The judgment of the district court is vacated and the case is remanded for further proceedings consistent with this decision. It is so ordered.

Dissent follows.

. The procedural requirement that auditors examine tax accrual work papers is based on a combination of Statement on Auditing Standards No. 96, Audit Documentation (2002), superseded by Auditing Standards No. 3, Audit Documentation (2004); Statement on Auditing Standards No. 326, Evidential Matter (1980); and Auditing Interpretation No. 9326, Evidential Matter: Auditing Interpretations of Section 326 (2003).

. A current list of such transaction types, amounting to less than three dozen, appears at Internal Revenue Service, Recognized Abusive and Listed Transactions — LMSB Tier I Issues, http://www.irs.gov/businesses/ corporations/article/0,id= 120633,00.html (visited July 7, 2009).

. See AWG Leasing Trust v. United States, 592 F.Supp.2d 953, 958 (N.D.Ohio 2008) (upholding denial of depreciation and interest deductions for SILO transaction); I.R.S. Notice 2005-13, 2005-9 I.R.B. 630 (Feb. 11, 2005); Shvedov, Tax Implications of SILOs, QTEs, and Other Leasing Transactions with Tax-Exempt Entities 10-12, CRS Report for Congress (Nov. 30, 2004).

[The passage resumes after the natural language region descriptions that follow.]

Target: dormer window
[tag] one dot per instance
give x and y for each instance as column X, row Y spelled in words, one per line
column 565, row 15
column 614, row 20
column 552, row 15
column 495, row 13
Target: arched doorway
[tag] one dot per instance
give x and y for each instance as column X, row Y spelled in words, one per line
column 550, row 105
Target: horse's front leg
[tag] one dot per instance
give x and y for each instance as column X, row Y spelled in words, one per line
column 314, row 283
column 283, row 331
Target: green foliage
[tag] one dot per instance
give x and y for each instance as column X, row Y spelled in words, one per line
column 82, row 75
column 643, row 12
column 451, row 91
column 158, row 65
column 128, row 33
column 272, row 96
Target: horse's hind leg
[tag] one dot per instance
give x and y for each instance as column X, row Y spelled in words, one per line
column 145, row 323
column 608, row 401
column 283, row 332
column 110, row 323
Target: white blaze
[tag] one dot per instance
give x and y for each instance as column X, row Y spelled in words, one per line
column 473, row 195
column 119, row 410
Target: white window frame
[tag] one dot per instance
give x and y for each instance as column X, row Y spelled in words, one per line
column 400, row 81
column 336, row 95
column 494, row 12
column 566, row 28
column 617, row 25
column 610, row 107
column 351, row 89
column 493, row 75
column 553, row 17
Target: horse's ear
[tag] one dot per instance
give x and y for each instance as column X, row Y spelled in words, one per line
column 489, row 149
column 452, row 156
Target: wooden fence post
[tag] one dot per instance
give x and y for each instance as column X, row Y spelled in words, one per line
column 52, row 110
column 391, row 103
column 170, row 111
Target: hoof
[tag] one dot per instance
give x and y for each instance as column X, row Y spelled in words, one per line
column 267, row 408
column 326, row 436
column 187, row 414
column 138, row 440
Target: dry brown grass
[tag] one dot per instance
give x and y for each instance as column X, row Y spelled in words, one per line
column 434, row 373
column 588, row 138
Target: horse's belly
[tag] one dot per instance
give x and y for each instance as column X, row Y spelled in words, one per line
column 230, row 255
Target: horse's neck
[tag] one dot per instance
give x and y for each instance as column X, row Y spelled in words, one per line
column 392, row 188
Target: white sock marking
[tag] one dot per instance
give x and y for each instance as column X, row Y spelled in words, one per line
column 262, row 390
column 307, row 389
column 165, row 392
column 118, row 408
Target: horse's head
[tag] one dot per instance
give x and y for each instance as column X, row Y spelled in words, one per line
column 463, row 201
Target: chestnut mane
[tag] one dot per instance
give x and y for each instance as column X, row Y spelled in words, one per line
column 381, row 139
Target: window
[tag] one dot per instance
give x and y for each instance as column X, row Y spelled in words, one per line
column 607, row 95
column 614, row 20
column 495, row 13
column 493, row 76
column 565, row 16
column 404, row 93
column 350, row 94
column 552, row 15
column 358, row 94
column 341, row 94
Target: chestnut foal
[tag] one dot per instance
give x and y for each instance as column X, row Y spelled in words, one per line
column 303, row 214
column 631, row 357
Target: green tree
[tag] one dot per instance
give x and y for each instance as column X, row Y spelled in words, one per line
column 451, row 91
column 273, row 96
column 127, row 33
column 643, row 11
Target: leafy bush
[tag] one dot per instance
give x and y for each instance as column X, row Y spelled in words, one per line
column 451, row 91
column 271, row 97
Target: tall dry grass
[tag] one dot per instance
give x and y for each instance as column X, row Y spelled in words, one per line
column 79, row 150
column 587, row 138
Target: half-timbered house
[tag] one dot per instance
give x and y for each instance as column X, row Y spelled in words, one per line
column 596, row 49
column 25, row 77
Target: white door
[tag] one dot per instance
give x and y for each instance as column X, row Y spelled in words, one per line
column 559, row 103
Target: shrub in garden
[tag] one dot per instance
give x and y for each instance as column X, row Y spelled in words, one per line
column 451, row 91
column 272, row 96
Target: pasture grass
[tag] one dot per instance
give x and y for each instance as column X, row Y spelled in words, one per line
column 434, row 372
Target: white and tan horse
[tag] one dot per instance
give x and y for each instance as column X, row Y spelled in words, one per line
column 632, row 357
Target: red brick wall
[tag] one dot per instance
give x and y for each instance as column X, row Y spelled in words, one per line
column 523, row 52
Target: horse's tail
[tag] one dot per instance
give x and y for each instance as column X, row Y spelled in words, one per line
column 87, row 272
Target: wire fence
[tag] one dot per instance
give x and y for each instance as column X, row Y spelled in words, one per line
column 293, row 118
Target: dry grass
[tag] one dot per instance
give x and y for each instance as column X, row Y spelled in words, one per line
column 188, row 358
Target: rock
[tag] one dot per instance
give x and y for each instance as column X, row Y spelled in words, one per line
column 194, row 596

. Textron’s evidence came from Norman Richter, chief tax counsel and manager of Textron's Tax Department; Roxanne Cassidy, director of tax reporting; Edward Andrews, director of tax audits; Debra Raymond, vice president, taxes, of Textron Financial; and Mark Weston, a partner in Ernst & Young. IRS evidence was provided by Internal Revenue Agent Edward Vasconcellos; Professor Douglas Carmichael, former chief auditor of the regulatory body for auditors of public companies (the Public Company Accounting Oversight Board); and Gary Kane, an IRS expert on tax accrual work papers.

. Textron Vice President of Taxes Norman Richter said that Textron would still prepare tax accrual workpapers absent GAAP requirements "[b]ecause it guides us — it’s—the analysis is still — it would guide us in making litigation and settlement decisions later in the process.” This assertion was not contained in Richter's affidavit, which instead said that Textron prepared the work papers “to comply with GAAP” as required for reporting taxes to the SEC, and was not supported by detail or explanation in the record.

. See Ventry, Protecting Abusive Tax Avoidance, 120 Tax Notes 857, 870-83 (2008); Johnson, The Work Product Doctrine and Tax Accrual Workpapers, 124 Tax Notes 155, 160-68 (2009). The Pease-Wingenter article, supra, identifies many weaknesses in the Textron argument, id. at 343-48, although Pease now says her own ultimate view favors Tex-tron.

. Goosman v. A. Duie Pyle, Inc., 320 F.2d 45 (4th Cir.1963). In Goosman, the Fourth Circuit denied work product protection to reports a truck driver made to the lessee and owner of the truck following an accident. The court explained that the reports "were made in the ordinary course of business under ICC regulations and do not represent the lawyer's work product within the holding in Hickman v. Taylor." Id. at 52. See also, e.g., Calabro v. Stone, 225 F.R.D. 96, 99 (E.D.N.Y. 2004); In re Raytheon Securities Litigation, 218 F.R.D. 354, 359 (D.Mass.2003).

. Accord United States v. Roxworthy, 457 F.3d 590, 595 (6th Cir.2006) ("Nevertheless, the key issue in determining whether a document should be withheld is the function that the document serves.”); Coastal States Gas Corp. v. Dep’t of Energy, 617 F.2d 854, 858 (D.C.Cir. 1980) (same); Church of Scientology Int’l v. IRS, 845 F.Supp. 714, 723 (C.D.Cal.1993) ("The Ninth Circuit test focuses on the function of a document as part of the deliberative process rather than on the contents of the document.”).

. See, e.g., Delaney, Migdail & Young, Chartered v. IRS, 826 F.2d 124, 127 (D.C.Cir.1987) (protection for "attorneys’ assessment of ... legal vulnerabilities in order to make sure it does not miss anything in crafting its legal case”); see also In re Sealed Case, 146 F.3d 881, 885 (D.C.Cir.1998) (protection for documents to "protect the client from future litigation about a particular transaction”).

. See Abel Inv. Co. v. United States, 53 F.R.D. 485, 488 (D.Neb.1971) (holding that IRS documents created during an audit were not protected work product, despite containing attorneys’ mental impression and legal theories, because an IRS audit is not litigation).